I was expecting a 2.8 aperture on this thing and priced at $20,000, I wonder if this will be cheaper then at 4.4, or if it'll still be near $20,000 just because it's cine glass... thoughts?


----------



## ahsanford (Apr 19, 2017)

- A


----------



## RunAndGun (Apr 19, 2017)

CanonGrunt said:


> I was expecting a 2.8 aperture on this thing and priced at $20,000, I wonder if this will be cheaper then at 4.4, or if it'll still be near $20,000 just because it's cine glass... thoughts?



I wouldn't give 1/10th of that for it. I know I don't speak for everyone, but this is about as exciting as the 18-80 T4.4. I guess Canon did me a favor... I can close my wallet back.

You can probably expect a price around the existing 18-80.


----------



## CanonGrunt (Apr 20, 2017)

RunAndGun said:


> CanonGrunt said:
> 
> 
> > I was expecting a 2.8 aperture on this thing and priced at $20,000, I wonder if this will be cheaper then at 4.4, or if it'll still be near $20,000 just because it's cine glass... thoughts?
> ...



Yeah, I'm just going to stick with my canon 70-200 f/2.8 IS L II. That and the 35 is & 24is for now.


----------



## ajm (Apr 20, 2017)

Very nice. I have the 18-80 cinema zoom and it is awesome. Better than the L Series lenses. This should be just as good as the 18-80. F4 some of you don't like about it, but it still produces a nice bokeh. Cinema glass makes a difference on some productions.


----------



## Jacen (Apr 20, 2017)

Here's a first look from B&H:

https://youtu.be/GAZzvk7Cj9o


----------



## bsbeamer (Apr 20, 2017)

Jacen said:


> Here's a first look from B&H:
> 
> https://youtu.be/GAZzvk7Cj9o




"Designed around Super 35 sensor" around the 1:32 mark.

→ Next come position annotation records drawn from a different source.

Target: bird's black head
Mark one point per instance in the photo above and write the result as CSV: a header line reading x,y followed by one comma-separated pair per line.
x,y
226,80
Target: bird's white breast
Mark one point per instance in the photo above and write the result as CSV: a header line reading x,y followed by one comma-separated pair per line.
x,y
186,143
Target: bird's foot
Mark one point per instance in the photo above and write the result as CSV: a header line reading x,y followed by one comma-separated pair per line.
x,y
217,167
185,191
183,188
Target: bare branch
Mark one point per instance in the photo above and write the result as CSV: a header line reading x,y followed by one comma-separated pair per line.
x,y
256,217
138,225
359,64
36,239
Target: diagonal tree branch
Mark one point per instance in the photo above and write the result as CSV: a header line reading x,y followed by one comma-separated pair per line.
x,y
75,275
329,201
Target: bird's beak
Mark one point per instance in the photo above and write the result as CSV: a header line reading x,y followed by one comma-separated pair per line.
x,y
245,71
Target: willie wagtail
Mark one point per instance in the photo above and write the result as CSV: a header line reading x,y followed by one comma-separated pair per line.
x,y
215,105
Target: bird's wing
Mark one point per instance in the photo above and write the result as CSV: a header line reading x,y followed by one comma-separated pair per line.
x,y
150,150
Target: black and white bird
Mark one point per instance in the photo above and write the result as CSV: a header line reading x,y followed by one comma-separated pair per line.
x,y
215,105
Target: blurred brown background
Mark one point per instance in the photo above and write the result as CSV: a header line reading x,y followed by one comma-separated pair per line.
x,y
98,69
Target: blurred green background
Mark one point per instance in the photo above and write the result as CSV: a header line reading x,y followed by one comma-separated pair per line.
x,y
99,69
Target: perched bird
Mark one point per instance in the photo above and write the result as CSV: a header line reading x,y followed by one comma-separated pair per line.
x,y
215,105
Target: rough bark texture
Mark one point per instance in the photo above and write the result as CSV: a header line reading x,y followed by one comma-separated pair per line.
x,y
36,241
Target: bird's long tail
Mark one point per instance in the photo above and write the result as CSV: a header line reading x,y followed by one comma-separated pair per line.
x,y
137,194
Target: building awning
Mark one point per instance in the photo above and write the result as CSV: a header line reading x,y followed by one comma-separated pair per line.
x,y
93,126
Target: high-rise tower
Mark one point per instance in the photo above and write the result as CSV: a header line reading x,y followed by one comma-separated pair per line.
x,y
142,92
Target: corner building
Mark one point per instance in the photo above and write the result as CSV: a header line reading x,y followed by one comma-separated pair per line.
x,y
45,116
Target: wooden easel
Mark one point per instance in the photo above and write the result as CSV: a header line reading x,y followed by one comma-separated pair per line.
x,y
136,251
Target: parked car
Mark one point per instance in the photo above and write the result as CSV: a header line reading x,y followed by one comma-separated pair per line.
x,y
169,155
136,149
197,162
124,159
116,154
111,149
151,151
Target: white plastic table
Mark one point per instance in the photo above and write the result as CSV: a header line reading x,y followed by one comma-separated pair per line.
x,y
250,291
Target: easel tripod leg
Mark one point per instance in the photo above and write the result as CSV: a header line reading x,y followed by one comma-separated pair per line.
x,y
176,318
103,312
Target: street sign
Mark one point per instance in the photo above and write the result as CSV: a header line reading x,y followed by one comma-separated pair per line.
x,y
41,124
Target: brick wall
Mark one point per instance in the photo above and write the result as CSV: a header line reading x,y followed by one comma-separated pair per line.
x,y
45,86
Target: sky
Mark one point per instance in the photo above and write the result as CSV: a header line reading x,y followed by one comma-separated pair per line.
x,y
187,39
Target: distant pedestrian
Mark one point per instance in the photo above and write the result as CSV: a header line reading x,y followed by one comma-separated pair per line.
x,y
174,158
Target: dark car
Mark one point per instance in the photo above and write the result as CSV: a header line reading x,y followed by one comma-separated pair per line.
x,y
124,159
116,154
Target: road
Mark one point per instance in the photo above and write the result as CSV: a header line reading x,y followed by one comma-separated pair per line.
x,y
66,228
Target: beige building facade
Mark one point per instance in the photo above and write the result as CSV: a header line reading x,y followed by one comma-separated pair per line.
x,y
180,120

Does this mean it's a crop lens only? Compatible with C100/C300/C700 and NOT a 5D/1D? The 18-80 "Covers Super 35 & APS-C Formats" only.


----------



## jeffa4444 (Apr 20, 2017)

If your not in the cinematography world your never understand the clear differences between lenses for stills and lenses for cinematography. 
On the whole cinematography lenses are as you would expect from the price are better at controlling chromatic abberations, dealing with flares and mechanically far superior. They tend to have more precise markings, T stop calibration, adjustment for back focus (normally through shimming), and MTF consistently example to example. 
Most testing of cinematography lenses in the field is on special purpose projectors where were looking at field curvature, chromatic abberations, even field illumination and accurate lens makings. 
When you need to fill huge cinema screen with sharp images from super 35 image area or vistavision the lenses need to be the best they possibly can be not forgetting many are overlaid with visual effects during post.


----------



## RunAndGun (Apr 20, 2017)

bsbeamer said:


> Jacen said:
> 
> 
> > Here's a first look from B&H:
> ...



I have the Canon 17-120(designed to cover s35) and have a swappable mount system on it so that I can change from PL to EF if necessary. Just for the hell of it after I had the mount system done, I put it on my 5Dmkiv, which we know is FF. Of course it didn't cover the full sensor-I knew it wouldn't, BUT it did in the 4K crop mode that the 5 runs in. Pic is kind of ridiculous, but that was part of the fun.


----------